When it comes to real steel production, then this is thought to have developed in India at around 500BC. Manufactured in a crude two-stage process, iron ore and a carbonaceous-like material was placed together in a crucible. This was then placed at the top of a make-shift furnace and a heat was applied to the bottom. If held at high enough temperature it would produce cast-iron buttons which formed in the crucible. In the second stage once the buttons were allowed to cool they were reheated directly in the fire. Once hot they were malleable and could be welded together by pounding them. The finished article was a material that closely resembled steel having a 1-1.6% carbon content.
Surprisingly as early as 300BC, steel was being transported to the Arab world from the Indian sub-continent and we know that in 326BC King Porus who controlled what is now modern-day Punjab presented a steel sword to Alexander The Great, King of Macedonia.
Considering the lack of technology, ancient civilisations managed to manufacture steel in relatively large amounts, but it was the Chinese who enhanced production methods for creating what we know today as Wootz steel.
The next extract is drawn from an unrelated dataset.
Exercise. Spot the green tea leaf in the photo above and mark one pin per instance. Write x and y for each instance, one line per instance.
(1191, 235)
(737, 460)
Also known as Damascus steel it’s recognised for it’s strength and ability to hold an edge. Needless to say Chinese steel weaponry was some of the best and most feared at this time.
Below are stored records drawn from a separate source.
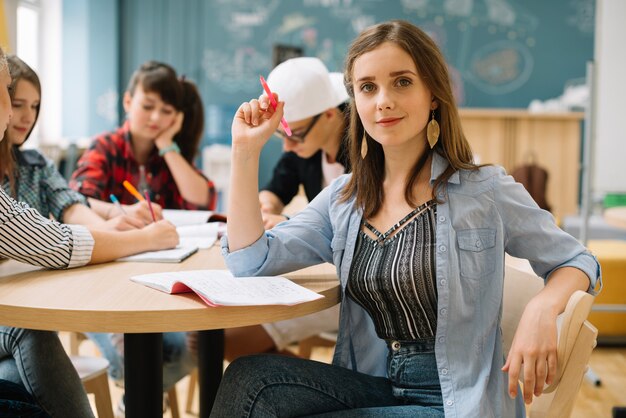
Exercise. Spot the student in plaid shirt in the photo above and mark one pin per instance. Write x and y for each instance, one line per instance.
(32, 178)
(153, 149)
(40, 378)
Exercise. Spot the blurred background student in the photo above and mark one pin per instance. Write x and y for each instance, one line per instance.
(35, 361)
(30, 177)
(315, 154)
(153, 150)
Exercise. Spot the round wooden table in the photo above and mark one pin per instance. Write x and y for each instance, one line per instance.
(102, 298)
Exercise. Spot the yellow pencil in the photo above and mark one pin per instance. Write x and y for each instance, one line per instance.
(132, 190)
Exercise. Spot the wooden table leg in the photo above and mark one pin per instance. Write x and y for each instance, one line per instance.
(143, 375)
(210, 367)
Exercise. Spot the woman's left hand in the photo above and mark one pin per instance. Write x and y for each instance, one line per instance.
(534, 348)
(166, 137)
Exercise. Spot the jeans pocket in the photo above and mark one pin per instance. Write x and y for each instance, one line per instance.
(338, 245)
(415, 378)
(477, 252)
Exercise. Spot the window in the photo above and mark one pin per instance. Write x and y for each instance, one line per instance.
(27, 35)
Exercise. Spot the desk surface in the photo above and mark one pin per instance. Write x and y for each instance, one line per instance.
(616, 216)
(101, 298)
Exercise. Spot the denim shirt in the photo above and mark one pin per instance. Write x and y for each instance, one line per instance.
(481, 215)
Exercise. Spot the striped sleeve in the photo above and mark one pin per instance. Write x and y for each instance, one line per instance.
(28, 237)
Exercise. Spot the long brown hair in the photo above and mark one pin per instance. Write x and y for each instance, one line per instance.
(18, 70)
(182, 94)
(369, 173)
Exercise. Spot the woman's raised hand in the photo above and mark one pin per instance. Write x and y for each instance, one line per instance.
(254, 123)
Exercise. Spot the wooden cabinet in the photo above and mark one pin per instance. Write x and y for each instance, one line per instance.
(511, 138)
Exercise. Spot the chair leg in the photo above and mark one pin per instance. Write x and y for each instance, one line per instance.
(173, 399)
(99, 386)
(193, 381)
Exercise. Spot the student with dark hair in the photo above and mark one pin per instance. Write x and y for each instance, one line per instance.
(154, 149)
(36, 360)
(418, 233)
(30, 177)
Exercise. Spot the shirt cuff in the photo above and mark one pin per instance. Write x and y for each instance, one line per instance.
(83, 246)
(245, 261)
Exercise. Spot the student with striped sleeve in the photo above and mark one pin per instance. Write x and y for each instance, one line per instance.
(36, 360)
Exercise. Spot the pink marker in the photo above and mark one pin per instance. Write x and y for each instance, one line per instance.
(274, 104)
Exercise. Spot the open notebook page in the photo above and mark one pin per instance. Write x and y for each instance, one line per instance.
(219, 287)
(186, 217)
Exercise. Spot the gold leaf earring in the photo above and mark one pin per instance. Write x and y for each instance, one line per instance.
(432, 131)
(364, 146)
Because of the time-consuming process to making steel, it could never be made in industrial quantities and remained the domain of small-scale smelters for the next 1400 years. That all changed however in 1855 when Englishman Henry Bessemer used oxidisation to extract the impurities from pig iron. This simple process drastically cut the time needed to make steel from days to hours.
Nowadays steel making is carried out using an updated version of the original Bessemer process where oxygen is blown into the heat rather than used to burn the excess carbon away. This means that impurities can be controlled and make for a better, stronger steel product.
If you’re in need of a quality steel then contact Metro Steel. We’re experts in manufacturing, fabricating, and constructing, fast turnaround steel items in stock lengths or for bespoke products to suit your needs. Why not contact us today on 07 3204 1000 and speak to us about your requirements.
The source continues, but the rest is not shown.